You might want to pop to the previous discussion of TreeSitter on this mailing list.

I made these points there already, you're welcome to read the responses.

I should go back and reread that. (I declared emacs-devel unread email bankruptcy recently.)

I sympathize.

Bottom line is: if someone implements this, we can talk.

Does anyone need to implement it?

It doesn't work yet, does it?

Looking at TreeSitter's repository, it looks like the parser generator itself is written in Rust (which could be linked directly into Emacs), the JS-specific grammar bit is pretty small and directly translatable to elisp [1], and the output of the parser generator is a bunch of tables that could, in principle, be used directly instead of having to round-trip through a C compiler.

I guess the question is how fast this is going to work, compared to the original. Then the details of the Elisp interface. And also our ability to keep up with the grammars and TreeSitter's development (new features, api changes, etc).

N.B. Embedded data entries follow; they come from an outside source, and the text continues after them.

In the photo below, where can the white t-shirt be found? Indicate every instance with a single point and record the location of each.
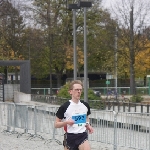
(77, 112)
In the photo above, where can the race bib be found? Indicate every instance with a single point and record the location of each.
(80, 120)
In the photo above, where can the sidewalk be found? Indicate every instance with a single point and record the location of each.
(25, 142)
(11, 141)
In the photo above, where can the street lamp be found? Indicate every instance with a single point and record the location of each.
(74, 7)
(85, 4)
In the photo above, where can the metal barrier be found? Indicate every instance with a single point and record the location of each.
(119, 129)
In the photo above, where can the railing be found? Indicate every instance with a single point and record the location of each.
(119, 129)
(97, 104)
(103, 90)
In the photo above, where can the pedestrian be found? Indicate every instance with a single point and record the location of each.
(74, 114)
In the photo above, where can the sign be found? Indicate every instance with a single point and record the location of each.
(107, 82)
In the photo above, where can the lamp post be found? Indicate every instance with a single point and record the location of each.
(116, 65)
(85, 4)
(74, 7)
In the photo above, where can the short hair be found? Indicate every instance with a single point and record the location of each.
(74, 82)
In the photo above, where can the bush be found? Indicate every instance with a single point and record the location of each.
(136, 99)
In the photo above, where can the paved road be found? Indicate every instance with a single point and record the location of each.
(11, 141)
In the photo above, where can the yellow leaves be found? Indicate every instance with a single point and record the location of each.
(142, 62)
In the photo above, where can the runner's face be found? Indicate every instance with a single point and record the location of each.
(76, 91)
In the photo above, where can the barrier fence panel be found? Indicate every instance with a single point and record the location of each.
(3, 114)
(10, 109)
(119, 129)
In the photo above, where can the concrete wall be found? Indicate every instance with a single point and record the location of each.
(9, 91)
(21, 97)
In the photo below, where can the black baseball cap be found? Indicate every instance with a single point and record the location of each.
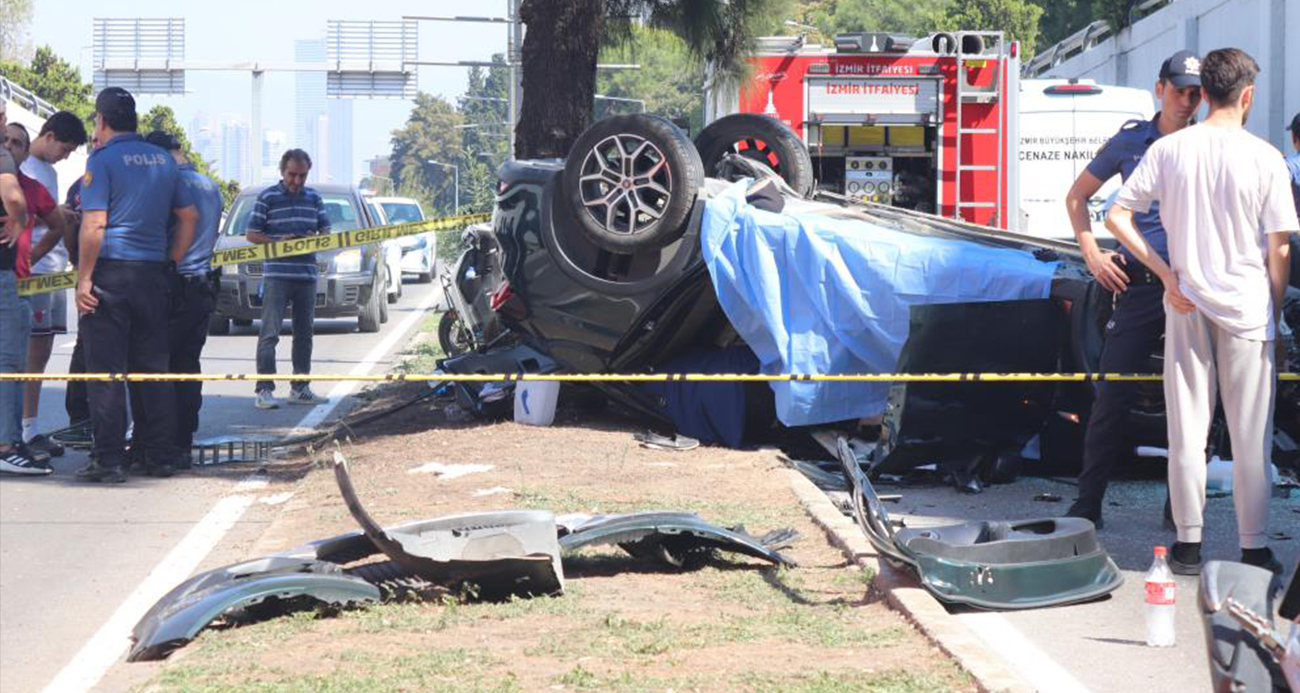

In the meantime you can try out https://github.com/ubolonton/emacs-tree-sitter/ (they seem to have gotten syntax highlighting working now). That's a straightforward integration, though.

If TreeSitter works as well as described, it'd be worth just making it a build requirement for Emacs so that --- at long last --- the core modes could be grammar-based. Doing that would require ditching platforms that Rust doesn't support, but I'm okay with that. It looks technically doable.

Um, well... That sounds like a beginning of the "Rust in Emacs core" project as well. :)

Sure, integrating TS this way would require taking a dependency on LLVM --- at least for the moment, since gccrs is still immature. It'd be a political shift. But is it more important to catch up with the rest of the editingworld or to keep shunning LLVM (which is free software!) for some reason?

I wouldn't want to rain on this parade, but I think we might need strong practical evidence of this approach before such a move would be considered.